We've been down many of these roads, too. We rode precariously on the bandwagon of vegetarianism, placing little emphasis on protein. At times, we believed dietary fat was the enemy. And, after juicing vegetables and fruits until we were blue in the face — or should we say orange from all the carrots! — we discovered juicing apples and carrots was like drinking soda all day as far as our blood sugar was concerned.

How To Fix It

We've spent the last two decades on a quest to find an optimum eating style that has a gentle impact on blood sugar through a low glycemic, carb-conscious, well-balanced diet that's satisfying and energizing.

Our bodies rely on two primary fuel sources: glucose and fats. To lose weight, you need to burn one primary fuel source at a time. Protein should be the main focus of each meal. Add either carbs with your protein for an energizing meal, or fat for a satisfying meal — but never both.

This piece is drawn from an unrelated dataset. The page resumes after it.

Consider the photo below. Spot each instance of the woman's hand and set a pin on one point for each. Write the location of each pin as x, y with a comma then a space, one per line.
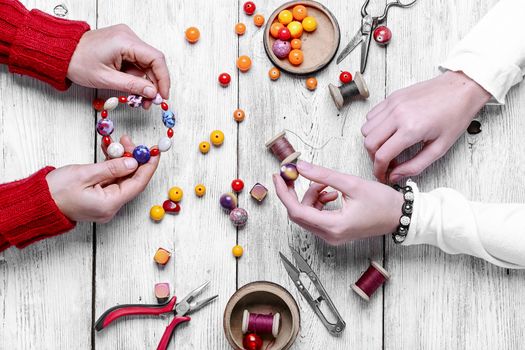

The fat in a satisfying meal leaves you feeling satisfied as you exclude high-carb foods like grains, starchy vegetables and fruits. An energizing meal will invigorate you as it allows you to first burn glucose and then burn body fat to keep you running.

Switch between satisfying and energizing meals according to what your body feels like, making sure to keep at least three hours between the two meal types.

No matter which eating style you were following, you can regain your trim, healthy lifestyle by making a habit of centering your meals around protein and learning the difference between starchy and nonstarchy carbs, while even adding some beneficial fats.